Chinas Banken erhöhen Dollar-Einlagenzinsen, um Yuan-Aufwertung zu bremsen
Chinesische Banken zahlen wieder mehr für Dollar-Einlagen. Mindestens fünf Institute – darunter staatliche Großbanken und Aktienbanken – haben die Zinsen auf US-Dollar-Depositen angehoben. Ziel ist es, die Aufwertung des Yuan gegenüber dem US-Dollar zu verlangsamen.
Der Yuan liegt 2026 bislang um mehr als 3% gegenüber dem Dollar im Plus. Die Behörden wollen das Tempo der Aufwertung offenbar dämpfen. Der Ansatz ist simpel: Unternehmen sollen stärker motiviert werden, ihre Dollar als Dollar auf Konten im Inland zu halten, statt sie in Yuan zu tauschen und damit zusätzlichen Aufwertungsdruck zu erzeugen.
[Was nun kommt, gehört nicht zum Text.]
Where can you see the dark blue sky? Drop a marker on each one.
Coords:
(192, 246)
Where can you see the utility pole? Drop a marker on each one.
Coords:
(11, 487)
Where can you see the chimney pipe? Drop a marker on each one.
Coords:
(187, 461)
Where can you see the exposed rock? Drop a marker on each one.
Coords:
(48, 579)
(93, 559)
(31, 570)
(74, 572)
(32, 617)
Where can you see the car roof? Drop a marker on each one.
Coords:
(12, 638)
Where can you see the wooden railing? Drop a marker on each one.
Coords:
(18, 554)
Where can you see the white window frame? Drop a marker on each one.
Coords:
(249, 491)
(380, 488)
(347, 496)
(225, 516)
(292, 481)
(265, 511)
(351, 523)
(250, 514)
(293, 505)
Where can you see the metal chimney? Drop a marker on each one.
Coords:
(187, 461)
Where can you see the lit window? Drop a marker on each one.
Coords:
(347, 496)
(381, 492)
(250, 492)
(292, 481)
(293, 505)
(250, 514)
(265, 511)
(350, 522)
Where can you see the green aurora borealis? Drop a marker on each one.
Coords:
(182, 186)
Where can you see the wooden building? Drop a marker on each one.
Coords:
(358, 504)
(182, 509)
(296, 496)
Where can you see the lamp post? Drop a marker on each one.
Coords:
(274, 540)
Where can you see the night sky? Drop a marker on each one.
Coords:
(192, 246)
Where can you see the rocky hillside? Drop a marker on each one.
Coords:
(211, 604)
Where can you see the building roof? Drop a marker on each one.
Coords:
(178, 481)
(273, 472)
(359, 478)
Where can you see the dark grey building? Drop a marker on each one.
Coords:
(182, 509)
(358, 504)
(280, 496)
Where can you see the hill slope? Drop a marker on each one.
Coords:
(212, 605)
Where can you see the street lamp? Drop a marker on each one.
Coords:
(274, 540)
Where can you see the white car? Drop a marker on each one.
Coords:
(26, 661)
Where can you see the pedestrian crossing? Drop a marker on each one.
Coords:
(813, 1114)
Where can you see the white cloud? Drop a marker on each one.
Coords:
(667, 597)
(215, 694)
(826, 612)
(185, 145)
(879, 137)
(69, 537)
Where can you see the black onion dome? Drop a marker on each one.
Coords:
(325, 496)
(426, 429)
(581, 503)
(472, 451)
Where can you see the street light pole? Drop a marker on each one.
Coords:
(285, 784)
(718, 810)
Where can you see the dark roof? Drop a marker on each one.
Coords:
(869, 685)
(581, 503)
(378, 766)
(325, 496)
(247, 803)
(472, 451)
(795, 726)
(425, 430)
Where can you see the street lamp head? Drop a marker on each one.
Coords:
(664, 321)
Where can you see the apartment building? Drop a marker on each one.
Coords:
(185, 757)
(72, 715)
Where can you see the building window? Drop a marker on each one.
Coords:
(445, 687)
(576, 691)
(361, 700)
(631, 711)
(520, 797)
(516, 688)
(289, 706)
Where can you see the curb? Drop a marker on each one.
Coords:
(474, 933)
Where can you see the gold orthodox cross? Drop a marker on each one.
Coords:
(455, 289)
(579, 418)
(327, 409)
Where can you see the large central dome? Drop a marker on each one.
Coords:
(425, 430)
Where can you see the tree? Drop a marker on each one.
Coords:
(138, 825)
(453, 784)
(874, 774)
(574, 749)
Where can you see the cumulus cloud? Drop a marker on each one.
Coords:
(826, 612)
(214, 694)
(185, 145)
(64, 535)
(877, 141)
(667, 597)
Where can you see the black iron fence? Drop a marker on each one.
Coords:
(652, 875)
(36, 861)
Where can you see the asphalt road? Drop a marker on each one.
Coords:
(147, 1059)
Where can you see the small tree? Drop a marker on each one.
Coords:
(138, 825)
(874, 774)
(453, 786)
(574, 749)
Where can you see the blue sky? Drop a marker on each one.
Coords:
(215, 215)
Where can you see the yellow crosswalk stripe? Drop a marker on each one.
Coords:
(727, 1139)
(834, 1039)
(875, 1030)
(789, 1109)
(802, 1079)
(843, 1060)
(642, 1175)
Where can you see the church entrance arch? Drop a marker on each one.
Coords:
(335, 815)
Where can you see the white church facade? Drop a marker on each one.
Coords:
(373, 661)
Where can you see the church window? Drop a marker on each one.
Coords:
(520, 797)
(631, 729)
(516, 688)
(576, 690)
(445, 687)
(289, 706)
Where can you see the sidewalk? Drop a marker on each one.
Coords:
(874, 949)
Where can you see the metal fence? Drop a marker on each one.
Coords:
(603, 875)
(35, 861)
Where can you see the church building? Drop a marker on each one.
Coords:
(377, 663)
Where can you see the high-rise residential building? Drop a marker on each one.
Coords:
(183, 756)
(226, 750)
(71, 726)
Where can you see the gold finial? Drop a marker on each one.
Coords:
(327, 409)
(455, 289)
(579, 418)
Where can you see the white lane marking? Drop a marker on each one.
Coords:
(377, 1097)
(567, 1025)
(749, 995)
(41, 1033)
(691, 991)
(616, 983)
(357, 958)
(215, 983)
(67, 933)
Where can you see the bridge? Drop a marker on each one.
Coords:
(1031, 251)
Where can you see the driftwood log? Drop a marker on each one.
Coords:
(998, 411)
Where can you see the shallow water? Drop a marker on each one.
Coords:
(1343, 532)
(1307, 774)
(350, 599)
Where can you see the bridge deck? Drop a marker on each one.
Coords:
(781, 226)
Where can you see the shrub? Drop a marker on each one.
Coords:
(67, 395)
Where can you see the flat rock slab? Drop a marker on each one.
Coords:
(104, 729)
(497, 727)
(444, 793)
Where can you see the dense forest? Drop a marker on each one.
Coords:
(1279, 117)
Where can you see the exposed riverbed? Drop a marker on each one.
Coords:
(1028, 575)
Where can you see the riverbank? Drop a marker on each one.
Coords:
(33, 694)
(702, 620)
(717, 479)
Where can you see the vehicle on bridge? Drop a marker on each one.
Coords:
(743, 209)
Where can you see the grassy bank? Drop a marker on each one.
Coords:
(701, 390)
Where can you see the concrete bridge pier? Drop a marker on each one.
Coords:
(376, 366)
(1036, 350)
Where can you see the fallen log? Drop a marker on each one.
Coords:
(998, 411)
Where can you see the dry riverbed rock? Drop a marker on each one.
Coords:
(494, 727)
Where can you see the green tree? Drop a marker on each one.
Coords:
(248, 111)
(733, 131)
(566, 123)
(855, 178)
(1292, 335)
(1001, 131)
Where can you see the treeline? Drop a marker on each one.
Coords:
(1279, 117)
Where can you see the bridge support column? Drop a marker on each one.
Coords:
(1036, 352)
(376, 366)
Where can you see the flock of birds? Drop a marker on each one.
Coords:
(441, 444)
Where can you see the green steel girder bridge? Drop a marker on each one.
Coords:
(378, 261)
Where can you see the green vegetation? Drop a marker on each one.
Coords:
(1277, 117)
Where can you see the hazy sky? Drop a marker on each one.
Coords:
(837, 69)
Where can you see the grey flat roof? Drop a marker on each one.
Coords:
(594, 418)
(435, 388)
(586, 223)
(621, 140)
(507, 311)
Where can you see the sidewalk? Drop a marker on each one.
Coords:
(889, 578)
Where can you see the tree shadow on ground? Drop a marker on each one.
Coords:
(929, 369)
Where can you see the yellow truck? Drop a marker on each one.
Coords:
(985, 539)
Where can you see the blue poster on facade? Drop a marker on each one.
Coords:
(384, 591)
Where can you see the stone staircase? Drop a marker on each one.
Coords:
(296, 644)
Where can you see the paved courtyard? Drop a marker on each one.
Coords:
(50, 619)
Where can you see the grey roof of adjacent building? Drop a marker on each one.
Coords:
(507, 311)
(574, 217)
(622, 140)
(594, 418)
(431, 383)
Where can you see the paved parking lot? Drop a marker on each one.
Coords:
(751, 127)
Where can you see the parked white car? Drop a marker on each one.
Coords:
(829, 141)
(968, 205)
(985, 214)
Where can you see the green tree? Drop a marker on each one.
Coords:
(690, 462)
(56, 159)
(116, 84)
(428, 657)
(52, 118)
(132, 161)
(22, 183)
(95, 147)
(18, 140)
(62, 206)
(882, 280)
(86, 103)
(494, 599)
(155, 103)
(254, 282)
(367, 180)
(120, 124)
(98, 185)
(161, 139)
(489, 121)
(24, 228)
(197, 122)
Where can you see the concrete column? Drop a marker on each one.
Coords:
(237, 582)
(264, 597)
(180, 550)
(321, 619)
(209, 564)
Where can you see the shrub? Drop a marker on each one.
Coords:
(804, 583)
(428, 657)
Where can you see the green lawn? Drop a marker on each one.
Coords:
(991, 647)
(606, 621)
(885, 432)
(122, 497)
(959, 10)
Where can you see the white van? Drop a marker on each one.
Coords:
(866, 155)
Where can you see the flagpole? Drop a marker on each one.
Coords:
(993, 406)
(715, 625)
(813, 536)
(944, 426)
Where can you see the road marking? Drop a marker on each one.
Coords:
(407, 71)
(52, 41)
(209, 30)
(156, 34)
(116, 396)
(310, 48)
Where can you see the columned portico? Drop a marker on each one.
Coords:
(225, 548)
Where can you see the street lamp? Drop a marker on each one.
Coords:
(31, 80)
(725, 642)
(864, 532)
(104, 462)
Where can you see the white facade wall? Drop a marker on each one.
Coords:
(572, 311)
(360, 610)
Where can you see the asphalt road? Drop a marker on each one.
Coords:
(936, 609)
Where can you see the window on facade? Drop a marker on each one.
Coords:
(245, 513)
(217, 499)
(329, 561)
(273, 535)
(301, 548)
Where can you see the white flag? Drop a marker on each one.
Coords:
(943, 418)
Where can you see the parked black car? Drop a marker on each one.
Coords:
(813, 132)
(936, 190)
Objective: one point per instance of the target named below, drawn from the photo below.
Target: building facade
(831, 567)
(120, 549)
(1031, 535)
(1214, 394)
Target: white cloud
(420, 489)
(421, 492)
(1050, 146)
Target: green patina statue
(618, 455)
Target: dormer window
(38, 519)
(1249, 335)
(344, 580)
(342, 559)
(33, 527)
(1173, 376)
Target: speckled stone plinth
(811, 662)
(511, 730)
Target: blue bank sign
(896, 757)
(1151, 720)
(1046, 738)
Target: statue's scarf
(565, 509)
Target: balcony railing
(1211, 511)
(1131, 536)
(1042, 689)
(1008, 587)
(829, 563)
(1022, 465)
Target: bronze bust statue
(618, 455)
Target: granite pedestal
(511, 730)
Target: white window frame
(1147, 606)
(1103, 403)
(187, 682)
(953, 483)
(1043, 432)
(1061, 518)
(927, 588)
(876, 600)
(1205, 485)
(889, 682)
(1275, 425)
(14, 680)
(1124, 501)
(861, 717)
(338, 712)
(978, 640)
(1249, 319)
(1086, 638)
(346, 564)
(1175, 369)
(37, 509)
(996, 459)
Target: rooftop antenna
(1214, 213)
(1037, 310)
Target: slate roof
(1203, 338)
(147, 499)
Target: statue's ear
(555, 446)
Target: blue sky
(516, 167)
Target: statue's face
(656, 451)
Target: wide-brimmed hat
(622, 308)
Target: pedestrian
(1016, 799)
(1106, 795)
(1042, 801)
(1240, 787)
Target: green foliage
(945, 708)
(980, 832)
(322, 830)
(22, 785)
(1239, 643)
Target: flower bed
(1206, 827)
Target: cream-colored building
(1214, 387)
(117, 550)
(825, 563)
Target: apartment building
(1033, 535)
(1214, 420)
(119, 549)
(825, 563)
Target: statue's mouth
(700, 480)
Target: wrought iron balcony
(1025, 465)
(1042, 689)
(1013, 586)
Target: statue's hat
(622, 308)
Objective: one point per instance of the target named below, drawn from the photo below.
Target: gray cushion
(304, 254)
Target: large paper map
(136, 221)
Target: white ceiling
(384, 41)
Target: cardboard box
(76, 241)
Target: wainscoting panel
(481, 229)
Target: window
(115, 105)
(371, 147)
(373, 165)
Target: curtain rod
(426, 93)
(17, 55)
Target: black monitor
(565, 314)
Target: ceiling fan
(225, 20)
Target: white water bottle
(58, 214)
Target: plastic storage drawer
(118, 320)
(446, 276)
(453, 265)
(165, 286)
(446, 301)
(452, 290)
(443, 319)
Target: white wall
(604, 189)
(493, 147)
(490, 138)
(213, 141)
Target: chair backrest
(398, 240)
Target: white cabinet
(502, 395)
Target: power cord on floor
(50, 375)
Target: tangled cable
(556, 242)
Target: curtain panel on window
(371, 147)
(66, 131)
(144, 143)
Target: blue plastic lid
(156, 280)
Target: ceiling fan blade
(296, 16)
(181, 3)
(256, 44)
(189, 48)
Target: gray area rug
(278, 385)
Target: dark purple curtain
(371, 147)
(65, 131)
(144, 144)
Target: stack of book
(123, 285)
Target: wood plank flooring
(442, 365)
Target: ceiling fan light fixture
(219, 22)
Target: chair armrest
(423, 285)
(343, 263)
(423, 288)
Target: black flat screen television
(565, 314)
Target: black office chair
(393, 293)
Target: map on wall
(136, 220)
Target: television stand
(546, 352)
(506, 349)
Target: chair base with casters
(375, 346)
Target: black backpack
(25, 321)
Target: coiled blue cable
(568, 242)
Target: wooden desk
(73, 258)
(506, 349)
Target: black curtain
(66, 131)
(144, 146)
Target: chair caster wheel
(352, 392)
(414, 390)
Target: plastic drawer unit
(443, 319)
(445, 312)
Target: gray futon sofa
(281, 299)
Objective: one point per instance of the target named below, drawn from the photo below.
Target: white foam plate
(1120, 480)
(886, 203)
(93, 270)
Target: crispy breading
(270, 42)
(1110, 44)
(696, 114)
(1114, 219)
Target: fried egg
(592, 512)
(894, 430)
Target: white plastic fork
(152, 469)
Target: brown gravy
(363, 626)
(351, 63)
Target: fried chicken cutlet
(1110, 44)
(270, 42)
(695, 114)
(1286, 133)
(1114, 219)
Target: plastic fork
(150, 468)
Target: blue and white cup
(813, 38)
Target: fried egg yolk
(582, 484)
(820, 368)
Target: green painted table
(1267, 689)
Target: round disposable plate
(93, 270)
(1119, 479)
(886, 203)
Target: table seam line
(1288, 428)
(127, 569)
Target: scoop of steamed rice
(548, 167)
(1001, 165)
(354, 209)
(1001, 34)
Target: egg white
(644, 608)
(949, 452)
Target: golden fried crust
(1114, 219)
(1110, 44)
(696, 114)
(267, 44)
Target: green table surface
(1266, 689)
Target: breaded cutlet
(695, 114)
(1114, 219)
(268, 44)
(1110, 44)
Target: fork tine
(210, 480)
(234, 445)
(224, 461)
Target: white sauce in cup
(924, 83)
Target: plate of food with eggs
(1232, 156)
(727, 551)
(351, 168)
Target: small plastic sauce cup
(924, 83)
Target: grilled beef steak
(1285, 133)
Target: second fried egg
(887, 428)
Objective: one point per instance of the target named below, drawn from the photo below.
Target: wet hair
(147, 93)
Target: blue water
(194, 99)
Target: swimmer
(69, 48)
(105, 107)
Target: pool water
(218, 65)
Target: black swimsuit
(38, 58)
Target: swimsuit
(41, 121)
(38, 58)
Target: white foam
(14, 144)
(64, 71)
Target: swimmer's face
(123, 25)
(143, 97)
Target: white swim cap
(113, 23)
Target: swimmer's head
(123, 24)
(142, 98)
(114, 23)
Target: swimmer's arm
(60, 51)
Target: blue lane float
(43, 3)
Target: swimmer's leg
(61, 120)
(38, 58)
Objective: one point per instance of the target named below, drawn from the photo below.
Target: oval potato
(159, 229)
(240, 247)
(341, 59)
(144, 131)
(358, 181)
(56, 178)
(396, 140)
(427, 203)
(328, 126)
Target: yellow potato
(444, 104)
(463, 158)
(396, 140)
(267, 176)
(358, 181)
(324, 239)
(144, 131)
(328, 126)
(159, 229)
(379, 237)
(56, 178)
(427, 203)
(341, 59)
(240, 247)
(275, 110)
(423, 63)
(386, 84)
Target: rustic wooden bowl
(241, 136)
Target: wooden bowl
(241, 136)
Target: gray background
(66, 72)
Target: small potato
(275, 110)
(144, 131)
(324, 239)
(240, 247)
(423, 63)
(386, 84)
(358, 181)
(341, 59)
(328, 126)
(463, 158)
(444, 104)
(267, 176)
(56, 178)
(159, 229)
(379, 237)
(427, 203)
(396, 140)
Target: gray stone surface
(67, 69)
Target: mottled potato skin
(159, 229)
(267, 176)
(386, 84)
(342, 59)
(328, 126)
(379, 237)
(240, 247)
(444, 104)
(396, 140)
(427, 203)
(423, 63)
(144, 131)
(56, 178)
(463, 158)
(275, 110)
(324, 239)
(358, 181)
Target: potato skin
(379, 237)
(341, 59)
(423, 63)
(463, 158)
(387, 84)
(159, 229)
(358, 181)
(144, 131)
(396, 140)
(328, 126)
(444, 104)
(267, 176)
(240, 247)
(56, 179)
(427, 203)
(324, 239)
Zinsniveau nahe US-Referenz
Die Dollar-Einlagenzinsen für Unternehmen sind bei den betroffenen Banken auf ein Niveau gestiegen, das in etwa dem US Secured Overnight Financing Rate entspricht oder dieses übertrifft. Der SOFR liegt aktuell bei 3,61%. Für Exporteure ist das ein klares Signal: Wer Dollar-Erlöse auf einem inländischen Konto parkt, kann eine wettbewerbsfähige Verzinsung erzielen.
Vor dem Kurswechsel galt das Gegenteil. 2023 waren Dollar-Einlagenzinsen phasenweise bei 2,8% gedeckelt. Damals drängte die People's Bank of China (PBOC) die Banken, die Dollar-Konditionen zu senken, weil der Yuan schwächer wurde und die Behörden eine Dollarhortung verhindern wollten. Anfang 2025 ordnete die PBOC weitere Zinssenkungen für Dollar-Einlagen an und hielt an dieser Linie fest: Wenn das Halten von Dollar wenig abwirft, werden Unternehmen eher in Yuan konvertieren, was die Landeswährung stützt.
Nun hat sich die Lage gedreht: Der Yuan ist aus Sicht der Politik zu schnell zu stark geworden, und die Steuerung wurde entsprechend angepasst.
Warum der Yuan zulegt
Die Aufwertung hängt vor allem mit einem kräftigen Exportgeschäft zusammen. Chinesische Unternehmen erzielen hohe Dollarzuflüsse aus dem Ausland. Werden diese Erlöse am heimischen Markt in Yuan getauscht, steigt die Nachfrage nach der Landeswährung und der Yuan gewinnt.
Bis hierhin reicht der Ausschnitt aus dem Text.